Are the Rich Essentially Better Than the Poor?
Over the past year, we have awakened to the reality of income inequality. “Occupy Wall Street” did not really change anything, but it did make it harder to deny the growing disparity of wealth in this country, and it got us thinking of its impact on our social fabric.
How to explain it? What to do about it? It is an uncomfortable fact, the kind of fact we tend to soft pedal if not ignore. That’s not just because it’s hard to know what to do about it, even if we could agree politically. The difficulty is that people prefer to believe they are entitled to their advantages, just as the poor tend to blame themselves for being poor.
In times past, we often referred to the wealthier as the “better” classes, automatically ascribing to the privileged greater intelligence, refinement, and drive. To be sure, they were arguably better educated, better mannered, more worldly and sophisticated, because they had the advantage of being richer. But, today, research shows that the rich think that there is something about them that is essentially superior. They are rich because they are better to begin with.
Mathew Hutson, writing in Slate, reported on research to confirm the existence of this illusion: “the higher people perceived their social class to be, the more strongly they endorsed . . . beliefs [in a just world] . . . . Apparently if you feel that you’re doing well, you want to believe success comes to those who deserve it, and therefore those of lower status must not deserve it.”
One way of explaining this is to see it as bias: “Privilege is often invisible, especially one’s own.” But the researchers were interested in a more fundamental and pernicious explanation.

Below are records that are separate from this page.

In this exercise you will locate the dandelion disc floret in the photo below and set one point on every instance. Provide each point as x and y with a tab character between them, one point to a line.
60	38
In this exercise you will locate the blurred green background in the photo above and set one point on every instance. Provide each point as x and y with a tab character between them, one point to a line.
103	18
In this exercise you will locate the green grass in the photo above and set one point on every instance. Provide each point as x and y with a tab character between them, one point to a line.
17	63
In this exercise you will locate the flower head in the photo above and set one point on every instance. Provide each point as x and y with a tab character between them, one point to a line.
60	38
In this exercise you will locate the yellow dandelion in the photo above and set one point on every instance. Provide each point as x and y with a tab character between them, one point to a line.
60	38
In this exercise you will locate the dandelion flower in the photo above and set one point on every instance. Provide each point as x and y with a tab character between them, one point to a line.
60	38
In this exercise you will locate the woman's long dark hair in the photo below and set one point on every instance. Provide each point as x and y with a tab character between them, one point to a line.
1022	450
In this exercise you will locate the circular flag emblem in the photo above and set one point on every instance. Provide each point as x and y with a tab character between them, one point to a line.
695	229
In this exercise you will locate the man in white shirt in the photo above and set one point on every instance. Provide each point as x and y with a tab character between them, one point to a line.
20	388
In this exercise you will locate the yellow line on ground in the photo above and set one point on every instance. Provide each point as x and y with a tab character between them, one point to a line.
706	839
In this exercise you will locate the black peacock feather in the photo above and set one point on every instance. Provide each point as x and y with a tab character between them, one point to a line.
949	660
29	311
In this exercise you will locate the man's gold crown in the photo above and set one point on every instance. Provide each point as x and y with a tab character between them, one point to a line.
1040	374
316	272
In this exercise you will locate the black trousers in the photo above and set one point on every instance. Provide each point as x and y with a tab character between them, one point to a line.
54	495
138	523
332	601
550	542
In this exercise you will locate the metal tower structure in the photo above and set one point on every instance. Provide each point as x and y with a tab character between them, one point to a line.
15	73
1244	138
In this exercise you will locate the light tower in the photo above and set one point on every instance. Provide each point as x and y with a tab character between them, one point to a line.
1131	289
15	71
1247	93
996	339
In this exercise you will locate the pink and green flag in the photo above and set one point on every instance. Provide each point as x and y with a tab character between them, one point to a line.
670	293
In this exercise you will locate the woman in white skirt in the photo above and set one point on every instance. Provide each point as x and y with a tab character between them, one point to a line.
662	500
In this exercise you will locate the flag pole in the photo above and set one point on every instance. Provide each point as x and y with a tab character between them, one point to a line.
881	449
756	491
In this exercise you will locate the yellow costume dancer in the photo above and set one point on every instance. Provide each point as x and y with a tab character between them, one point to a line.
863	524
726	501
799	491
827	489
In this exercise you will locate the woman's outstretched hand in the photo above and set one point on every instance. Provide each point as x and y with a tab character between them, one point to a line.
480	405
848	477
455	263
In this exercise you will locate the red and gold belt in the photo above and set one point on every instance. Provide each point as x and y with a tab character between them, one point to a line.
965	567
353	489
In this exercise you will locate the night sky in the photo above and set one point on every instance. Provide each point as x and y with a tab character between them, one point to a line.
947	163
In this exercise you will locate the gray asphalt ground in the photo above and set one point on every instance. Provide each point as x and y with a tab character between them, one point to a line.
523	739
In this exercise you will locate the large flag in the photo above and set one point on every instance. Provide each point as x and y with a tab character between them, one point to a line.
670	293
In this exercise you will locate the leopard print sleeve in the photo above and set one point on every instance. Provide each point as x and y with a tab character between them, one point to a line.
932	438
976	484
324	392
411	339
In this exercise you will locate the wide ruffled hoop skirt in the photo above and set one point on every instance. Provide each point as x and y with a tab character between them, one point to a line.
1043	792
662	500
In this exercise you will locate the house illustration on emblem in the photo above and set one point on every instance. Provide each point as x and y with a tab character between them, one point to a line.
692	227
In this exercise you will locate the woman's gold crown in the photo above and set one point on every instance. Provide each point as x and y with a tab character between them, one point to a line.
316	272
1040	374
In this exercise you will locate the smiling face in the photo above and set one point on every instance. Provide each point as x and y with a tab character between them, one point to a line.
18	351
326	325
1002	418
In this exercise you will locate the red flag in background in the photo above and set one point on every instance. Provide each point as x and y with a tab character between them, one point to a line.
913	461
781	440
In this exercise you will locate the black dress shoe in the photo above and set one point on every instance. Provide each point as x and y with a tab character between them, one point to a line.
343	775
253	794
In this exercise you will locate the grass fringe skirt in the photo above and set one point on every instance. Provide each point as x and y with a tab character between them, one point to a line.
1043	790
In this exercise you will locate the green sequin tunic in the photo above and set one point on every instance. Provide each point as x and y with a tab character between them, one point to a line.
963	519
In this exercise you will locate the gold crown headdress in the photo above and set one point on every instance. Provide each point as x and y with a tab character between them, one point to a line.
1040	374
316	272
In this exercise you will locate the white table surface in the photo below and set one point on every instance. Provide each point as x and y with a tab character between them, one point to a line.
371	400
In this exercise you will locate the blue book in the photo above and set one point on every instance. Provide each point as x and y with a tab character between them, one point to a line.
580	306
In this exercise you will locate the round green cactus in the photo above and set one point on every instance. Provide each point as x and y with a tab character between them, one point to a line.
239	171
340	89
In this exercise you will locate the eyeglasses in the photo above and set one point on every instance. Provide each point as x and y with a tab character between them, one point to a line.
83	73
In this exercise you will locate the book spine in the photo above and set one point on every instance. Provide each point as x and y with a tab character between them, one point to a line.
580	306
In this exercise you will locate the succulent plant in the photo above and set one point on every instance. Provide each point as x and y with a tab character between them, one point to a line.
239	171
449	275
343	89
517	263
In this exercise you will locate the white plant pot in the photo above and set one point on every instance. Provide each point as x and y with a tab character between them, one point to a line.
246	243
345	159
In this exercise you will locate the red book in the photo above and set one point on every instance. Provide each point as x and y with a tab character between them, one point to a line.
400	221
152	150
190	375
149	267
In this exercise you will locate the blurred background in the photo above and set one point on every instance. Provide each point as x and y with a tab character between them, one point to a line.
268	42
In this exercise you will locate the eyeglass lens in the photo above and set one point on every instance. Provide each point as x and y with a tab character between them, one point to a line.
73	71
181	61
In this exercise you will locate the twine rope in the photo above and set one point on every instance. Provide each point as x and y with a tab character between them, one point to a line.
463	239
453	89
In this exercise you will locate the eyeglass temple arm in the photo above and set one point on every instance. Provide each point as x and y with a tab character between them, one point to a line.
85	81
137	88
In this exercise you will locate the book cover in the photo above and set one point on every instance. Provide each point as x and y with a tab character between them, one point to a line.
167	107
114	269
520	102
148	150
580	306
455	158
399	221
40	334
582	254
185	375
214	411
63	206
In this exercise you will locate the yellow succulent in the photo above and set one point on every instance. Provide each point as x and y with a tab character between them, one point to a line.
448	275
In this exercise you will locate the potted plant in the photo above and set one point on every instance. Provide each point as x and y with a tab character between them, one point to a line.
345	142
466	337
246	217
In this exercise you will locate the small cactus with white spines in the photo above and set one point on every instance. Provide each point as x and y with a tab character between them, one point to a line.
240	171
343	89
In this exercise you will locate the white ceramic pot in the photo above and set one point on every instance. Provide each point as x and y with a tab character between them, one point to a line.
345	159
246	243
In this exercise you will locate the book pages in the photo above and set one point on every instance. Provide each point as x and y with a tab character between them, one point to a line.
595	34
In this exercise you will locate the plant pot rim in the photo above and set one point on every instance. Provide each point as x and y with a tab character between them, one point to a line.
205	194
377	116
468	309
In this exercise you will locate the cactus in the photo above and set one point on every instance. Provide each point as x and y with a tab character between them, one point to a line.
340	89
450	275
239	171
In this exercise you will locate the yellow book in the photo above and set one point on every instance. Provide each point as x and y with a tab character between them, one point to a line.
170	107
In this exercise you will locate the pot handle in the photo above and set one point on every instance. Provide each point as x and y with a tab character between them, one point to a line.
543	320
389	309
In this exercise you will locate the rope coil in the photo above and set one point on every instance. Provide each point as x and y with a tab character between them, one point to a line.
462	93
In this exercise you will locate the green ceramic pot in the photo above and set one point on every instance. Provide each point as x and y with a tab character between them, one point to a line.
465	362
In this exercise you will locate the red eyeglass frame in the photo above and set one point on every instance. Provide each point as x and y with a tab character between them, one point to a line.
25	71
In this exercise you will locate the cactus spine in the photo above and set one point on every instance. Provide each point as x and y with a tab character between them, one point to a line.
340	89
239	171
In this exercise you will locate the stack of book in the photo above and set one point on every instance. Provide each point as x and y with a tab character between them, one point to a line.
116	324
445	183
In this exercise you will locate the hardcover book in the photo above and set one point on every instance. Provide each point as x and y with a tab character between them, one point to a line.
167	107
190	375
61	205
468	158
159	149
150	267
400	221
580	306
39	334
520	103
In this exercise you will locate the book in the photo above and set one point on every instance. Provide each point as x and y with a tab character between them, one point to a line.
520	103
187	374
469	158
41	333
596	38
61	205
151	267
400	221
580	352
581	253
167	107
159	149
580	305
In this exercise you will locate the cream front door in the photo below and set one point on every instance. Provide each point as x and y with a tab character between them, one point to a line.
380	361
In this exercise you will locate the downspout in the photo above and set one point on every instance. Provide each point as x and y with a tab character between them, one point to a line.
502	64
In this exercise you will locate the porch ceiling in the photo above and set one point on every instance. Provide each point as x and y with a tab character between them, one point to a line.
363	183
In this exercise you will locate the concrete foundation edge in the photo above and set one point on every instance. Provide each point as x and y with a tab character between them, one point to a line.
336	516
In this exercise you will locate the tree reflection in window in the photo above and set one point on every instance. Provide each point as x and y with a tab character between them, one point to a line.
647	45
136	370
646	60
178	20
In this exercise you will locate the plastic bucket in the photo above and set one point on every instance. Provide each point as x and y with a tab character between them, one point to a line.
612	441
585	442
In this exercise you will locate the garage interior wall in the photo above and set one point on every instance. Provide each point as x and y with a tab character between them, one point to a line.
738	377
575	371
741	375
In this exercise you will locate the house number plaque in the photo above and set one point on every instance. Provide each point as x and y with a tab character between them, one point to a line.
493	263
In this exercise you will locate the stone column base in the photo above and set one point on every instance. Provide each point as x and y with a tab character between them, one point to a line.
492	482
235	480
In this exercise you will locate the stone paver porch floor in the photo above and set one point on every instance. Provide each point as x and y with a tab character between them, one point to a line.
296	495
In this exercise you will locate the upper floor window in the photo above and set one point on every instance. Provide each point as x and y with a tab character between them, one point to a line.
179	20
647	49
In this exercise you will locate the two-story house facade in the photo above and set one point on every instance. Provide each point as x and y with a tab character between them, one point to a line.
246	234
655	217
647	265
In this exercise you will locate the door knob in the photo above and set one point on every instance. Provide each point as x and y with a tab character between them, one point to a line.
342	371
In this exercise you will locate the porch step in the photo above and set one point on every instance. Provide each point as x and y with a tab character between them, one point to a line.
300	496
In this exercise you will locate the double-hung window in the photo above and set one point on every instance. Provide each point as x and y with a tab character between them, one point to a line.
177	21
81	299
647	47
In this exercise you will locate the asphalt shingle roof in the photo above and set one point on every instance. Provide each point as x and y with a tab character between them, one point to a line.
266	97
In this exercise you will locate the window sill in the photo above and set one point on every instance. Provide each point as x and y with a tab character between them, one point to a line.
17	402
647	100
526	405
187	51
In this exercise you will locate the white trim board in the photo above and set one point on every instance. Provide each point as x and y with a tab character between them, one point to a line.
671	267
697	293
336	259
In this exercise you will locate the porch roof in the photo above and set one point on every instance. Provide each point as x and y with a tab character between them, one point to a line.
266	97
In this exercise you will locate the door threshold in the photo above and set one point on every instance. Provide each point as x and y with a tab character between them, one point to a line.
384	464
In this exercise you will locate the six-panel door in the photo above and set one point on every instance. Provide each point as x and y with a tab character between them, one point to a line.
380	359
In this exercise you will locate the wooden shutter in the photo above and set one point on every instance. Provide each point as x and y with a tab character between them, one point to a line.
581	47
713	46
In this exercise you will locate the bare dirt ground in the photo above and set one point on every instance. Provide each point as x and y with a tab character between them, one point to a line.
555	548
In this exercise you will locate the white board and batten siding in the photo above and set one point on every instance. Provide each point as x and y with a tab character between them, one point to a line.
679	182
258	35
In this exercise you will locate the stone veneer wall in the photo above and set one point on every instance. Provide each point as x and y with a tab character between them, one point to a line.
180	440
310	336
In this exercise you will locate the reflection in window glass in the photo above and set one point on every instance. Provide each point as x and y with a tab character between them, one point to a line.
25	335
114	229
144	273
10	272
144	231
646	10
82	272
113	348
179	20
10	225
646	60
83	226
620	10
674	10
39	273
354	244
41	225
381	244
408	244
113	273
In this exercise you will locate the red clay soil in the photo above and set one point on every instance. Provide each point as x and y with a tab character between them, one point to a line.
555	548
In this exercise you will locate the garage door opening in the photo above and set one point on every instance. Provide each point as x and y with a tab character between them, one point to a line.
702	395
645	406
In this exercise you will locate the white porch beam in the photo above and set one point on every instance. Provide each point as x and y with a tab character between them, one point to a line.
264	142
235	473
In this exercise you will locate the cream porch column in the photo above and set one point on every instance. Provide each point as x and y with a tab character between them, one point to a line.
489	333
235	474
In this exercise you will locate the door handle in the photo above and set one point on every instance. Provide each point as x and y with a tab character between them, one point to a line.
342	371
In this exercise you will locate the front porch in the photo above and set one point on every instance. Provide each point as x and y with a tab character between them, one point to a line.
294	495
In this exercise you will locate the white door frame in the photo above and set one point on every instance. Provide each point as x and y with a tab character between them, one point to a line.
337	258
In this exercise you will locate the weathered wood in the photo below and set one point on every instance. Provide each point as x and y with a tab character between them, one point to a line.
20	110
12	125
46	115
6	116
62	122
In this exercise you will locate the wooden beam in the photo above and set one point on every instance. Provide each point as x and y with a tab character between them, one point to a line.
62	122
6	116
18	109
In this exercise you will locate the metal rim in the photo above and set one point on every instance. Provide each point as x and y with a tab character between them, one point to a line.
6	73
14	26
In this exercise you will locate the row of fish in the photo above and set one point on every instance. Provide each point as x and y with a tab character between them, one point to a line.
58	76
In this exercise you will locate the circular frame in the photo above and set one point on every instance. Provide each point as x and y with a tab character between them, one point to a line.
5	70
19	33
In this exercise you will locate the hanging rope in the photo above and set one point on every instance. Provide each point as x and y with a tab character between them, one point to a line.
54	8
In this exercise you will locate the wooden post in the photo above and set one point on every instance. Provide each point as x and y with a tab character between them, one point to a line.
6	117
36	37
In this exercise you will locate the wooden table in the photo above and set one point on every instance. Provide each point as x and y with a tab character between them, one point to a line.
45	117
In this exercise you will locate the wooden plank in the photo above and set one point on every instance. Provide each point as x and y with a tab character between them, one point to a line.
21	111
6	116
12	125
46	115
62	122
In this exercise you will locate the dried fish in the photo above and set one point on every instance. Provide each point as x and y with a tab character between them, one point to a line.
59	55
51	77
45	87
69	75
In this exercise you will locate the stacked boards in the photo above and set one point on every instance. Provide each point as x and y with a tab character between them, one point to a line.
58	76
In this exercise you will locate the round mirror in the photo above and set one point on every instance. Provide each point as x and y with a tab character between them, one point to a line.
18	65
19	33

Was the perception akin to race or gender, something that people accepted as fundamentally true about themselves, essential to their identity? They “wanted to know if we see social class as an essential category.” (See Slate, “Social Darwinism Isn’t Dead.”)
And that is exactly what they discovered: “upper-class people are more likely to explain other people’s behavior by appealing to internal traits and abilities, whereas lower-class individuals note circumstances and environmental forces.”
Hutson notes: “There is a grain of truth to social class essentialism; the few studies on the subject estimate that income, educational attainment, and occupational status are perhaps at least 10 percent genetic (and maybe much more). It makes sense that talent and drive, some portion of which are related to genetic variation, contribute to success.”
But the really interesting and troubling side of this is that it doesn’t work the other way: “One repercussion of social class essentialism is a lack of forgiveness for criminals and cheaters.” In other words, we take credit when we can. Otherwise we gladly seek out excuses, and protect our self-esteem from reproach and blame.
In short, the rich see themselves as better because they are rich, and the poor see themselves as victims, poor because there were derived of opportunities to become rich.
That’s not a good place to start if you want to change things.